TRIP-Evaluate: An Open Multimodal Benchmark for Evaluating Large Models in Transportation

arXiv cs.CV / 5/5/2026

📰 NewsDeveloper Stack & InfrastructureSignals & Early TrendsModels & Research

Key Points

  • TRIP-Evaluate is introduced as an open multimodal benchmark specifically designed to evaluate large (multi)modal models on transportation tasks such as regulation QA, traffic management support, engineering review, and autonomous-driving scene reasoning.
  • The benchmark includes 837 items organized via a role-task-knowledge taxonomy spanning vehicle, traffic-management, traveler, and planning-and-design functions, with labels for capability, modality, and difficulty to enable fine-grained failure-mode diagnosis.
  • The initial release contains 596 text items, 198 image items, and 43 point-cloud items, covering text, image, and point-cloud modalities that prior public benchmarks often lacked.
  • TRIP-Evaluate standardizes benchmark construction, quality control, prompting, decoding, and scoring to improve comparability across models and support reproducible regression testing.
  • Early results indicate progress in text-only performance, but persistent gaps remain in rule-constrained reasoning, multi-step engineering calculations, and multimodal/point-cloud scene understanding—highlighting areas for safer deployment improvement.

Abstract

Large language models (LLMs) and multimodal large models (MLLMs) are increasingly used for transportation tasks such as regulation question answering, traffic management support, engineering review, and autonomous-driving scene reasoning. Yet transportation workflows are rule-intensive, computation-intensive, safety-critical, and inherently multimodal.
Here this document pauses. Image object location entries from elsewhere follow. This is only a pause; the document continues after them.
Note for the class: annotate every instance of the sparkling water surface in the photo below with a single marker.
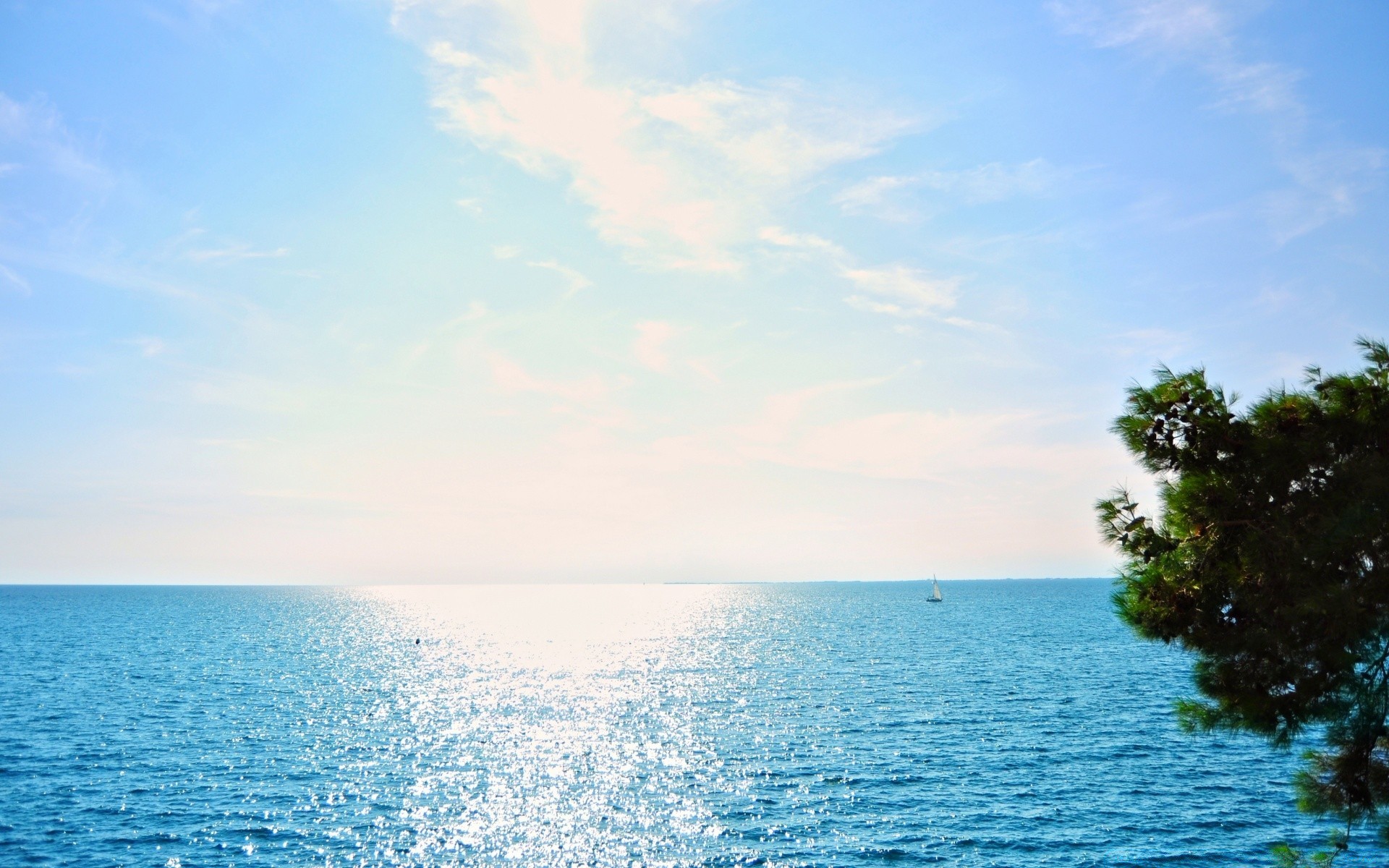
(841, 724)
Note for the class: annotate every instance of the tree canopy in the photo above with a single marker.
(1268, 560)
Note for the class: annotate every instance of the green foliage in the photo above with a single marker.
(1289, 857)
(1270, 561)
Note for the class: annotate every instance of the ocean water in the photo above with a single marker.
(1017, 724)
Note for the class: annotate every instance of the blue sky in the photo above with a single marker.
(661, 291)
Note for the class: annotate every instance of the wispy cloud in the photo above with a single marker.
(883, 196)
(16, 281)
(650, 346)
(577, 281)
(678, 174)
(1327, 181)
(510, 377)
(895, 291)
(34, 132)
(149, 346)
(235, 253)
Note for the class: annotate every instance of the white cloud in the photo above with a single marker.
(36, 131)
(235, 253)
(984, 184)
(909, 286)
(575, 279)
(16, 281)
(149, 346)
(511, 377)
(477, 310)
(677, 174)
(650, 345)
(896, 291)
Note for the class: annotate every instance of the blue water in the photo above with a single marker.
(1017, 724)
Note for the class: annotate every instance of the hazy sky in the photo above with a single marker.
(649, 289)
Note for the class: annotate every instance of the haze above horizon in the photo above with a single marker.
(673, 291)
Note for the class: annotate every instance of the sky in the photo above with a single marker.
(584, 291)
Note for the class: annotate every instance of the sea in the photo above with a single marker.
(1019, 723)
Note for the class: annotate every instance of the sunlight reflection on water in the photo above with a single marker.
(570, 746)
(1020, 724)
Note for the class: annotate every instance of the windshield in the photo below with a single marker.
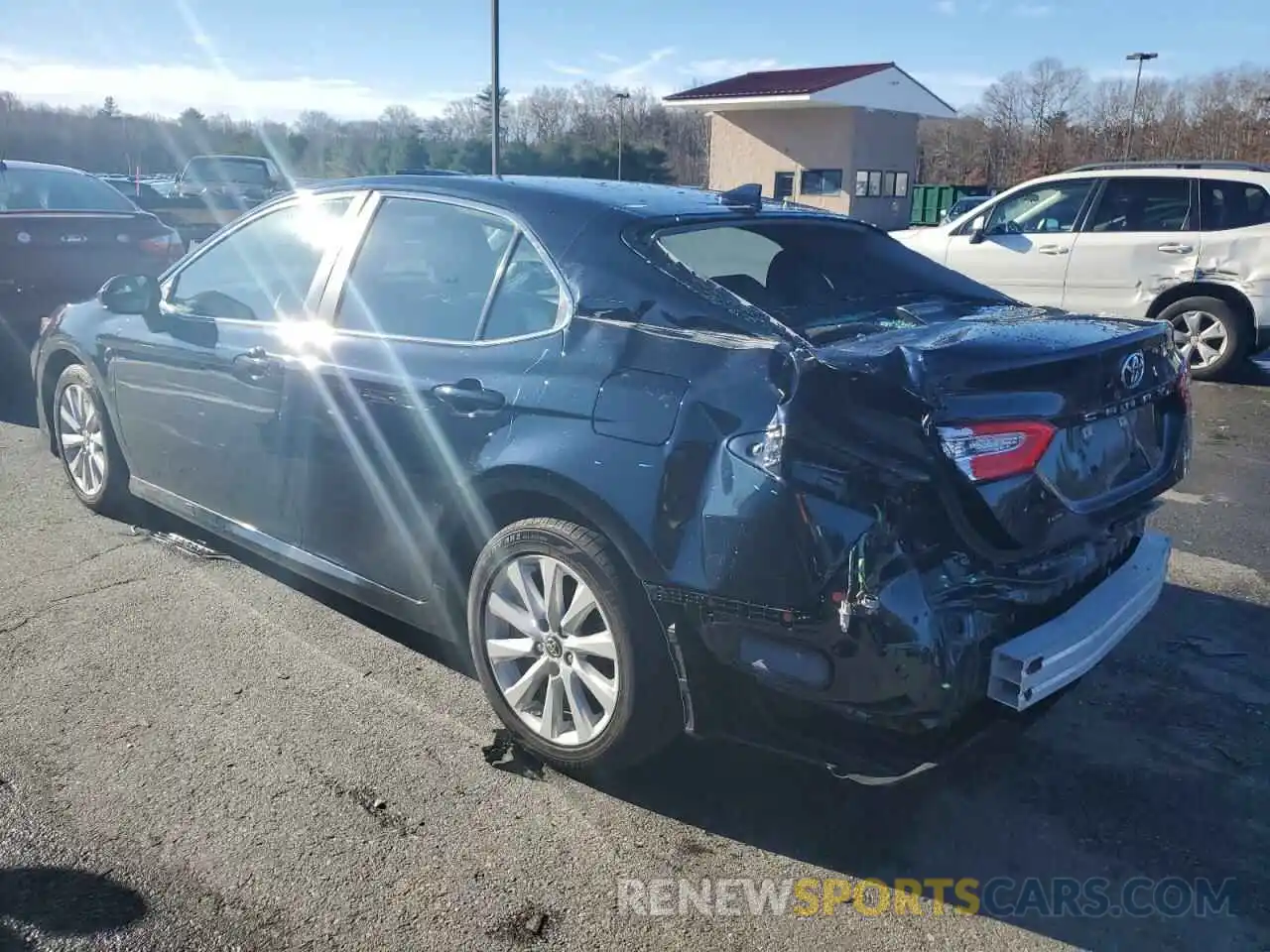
(246, 172)
(964, 206)
(826, 278)
(58, 190)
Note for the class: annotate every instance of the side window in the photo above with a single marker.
(262, 271)
(425, 271)
(1052, 207)
(527, 298)
(1232, 204)
(1142, 204)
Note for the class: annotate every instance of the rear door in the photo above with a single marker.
(1028, 241)
(444, 330)
(1141, 238)
(199, 390)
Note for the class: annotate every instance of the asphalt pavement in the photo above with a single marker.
(208, 754)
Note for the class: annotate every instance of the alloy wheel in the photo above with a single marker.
(1201, 338)
(81, 439)
(552, 652)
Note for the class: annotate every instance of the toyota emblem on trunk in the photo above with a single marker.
(1132, 370)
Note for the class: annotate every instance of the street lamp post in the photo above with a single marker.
(494, 104)
(621, 116)
(1133, 109)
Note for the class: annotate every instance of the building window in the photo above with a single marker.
(881, 184)
(821, 181)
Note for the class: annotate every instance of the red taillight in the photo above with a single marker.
(167, 244)
(989, 451)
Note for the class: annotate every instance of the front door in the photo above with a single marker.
(1142, 235)
(425, 373)
(199, 388)
(1026, 244)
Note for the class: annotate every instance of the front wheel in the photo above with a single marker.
(1209, 335)
(568, 649)
(85, 442)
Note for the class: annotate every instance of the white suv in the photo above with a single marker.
(1188, 243)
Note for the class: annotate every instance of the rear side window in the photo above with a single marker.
(1232, 204)
(427, 270)
(821, 277)
(1143, 204)
(56, 190)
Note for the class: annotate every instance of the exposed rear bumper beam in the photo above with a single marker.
(1034, 665)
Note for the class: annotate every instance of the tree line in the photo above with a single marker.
(1030, 122)
(1051, 117)
(552, 131)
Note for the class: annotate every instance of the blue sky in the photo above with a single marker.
(277, 58)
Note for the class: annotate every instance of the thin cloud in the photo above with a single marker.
(169, 87)
(568, 70)
(724, 67)
(642, 71)
(957, 89)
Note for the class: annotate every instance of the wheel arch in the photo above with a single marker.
(55, 365)
(1232, 296)
(516, 493)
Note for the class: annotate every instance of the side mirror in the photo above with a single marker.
(130, 294)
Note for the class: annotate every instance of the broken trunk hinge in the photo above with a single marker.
(726, 607)
(857, 599)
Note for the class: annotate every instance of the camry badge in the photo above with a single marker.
(1133, 368)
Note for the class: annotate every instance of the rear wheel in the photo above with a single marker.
(568, 649)
(85, 443)
(1209, 335)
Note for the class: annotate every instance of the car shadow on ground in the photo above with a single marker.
(59, 901)
(1251, 373)
(17, 391)
(1155, 769)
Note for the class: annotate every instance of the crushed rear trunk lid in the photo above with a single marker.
(1049, 424)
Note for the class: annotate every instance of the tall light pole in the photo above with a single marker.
(494, 98)
(1133, 109)
(620, 98)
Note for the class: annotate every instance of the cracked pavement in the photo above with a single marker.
(213, 756)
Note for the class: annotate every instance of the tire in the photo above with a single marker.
(86, 444)
(1199, 321)
(633, 710)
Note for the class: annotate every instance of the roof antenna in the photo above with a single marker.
(748, 197)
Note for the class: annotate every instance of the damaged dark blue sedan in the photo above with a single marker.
(665, 460)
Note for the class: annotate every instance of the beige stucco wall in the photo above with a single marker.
(757, 144)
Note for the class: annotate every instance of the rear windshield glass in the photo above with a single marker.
(826, 278)
(55, 190)
(239, 171)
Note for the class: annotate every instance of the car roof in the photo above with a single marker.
(40, 167)
(1160, 172)
(530, 193)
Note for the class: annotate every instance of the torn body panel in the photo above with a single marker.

Existing general benchmarks provide limited evidence of whether a model can apply regulations correctly, perform verifiable engineering calculations, or interpret traffic scenes reliably, while the small number of public transportation benchmarks remain narrow in scope and rarely support fine-grained diagnosis across text, images, and point-cloud data. To address this gap, we present TRIP-Evaluate, an open multimodal benchmark for large models in transportation. The benchmark organizes 837 items using a role-task-knowledge taxonomy that covers vehicle, traffic-management, traveler, and planning-and-design functions. Each item is annotated with capability, modality, and difficulty labels, enabling diagnosis from overall accuracy down to specific failure modes. The current release includes 596 text items, 198 image items, and 43 point-cloud items. TRIP-Evaluate also standardizes item construction, quality control, prompting, decoding, and scoring to improve cross-model comparability. Results on a diverse panel of models show that text-based performance is improving, but substantial weaknesses remain in multi-step engineering calculation, rule-constrained reasoning, multimodal scene understanding, and point-cloud understanding. Overall, TRIP-Evaluate provides a reproducible, diagnosable, and engineering-aligned evaluation baseline for model selection, regression testing, and safer deployment in transportation applications.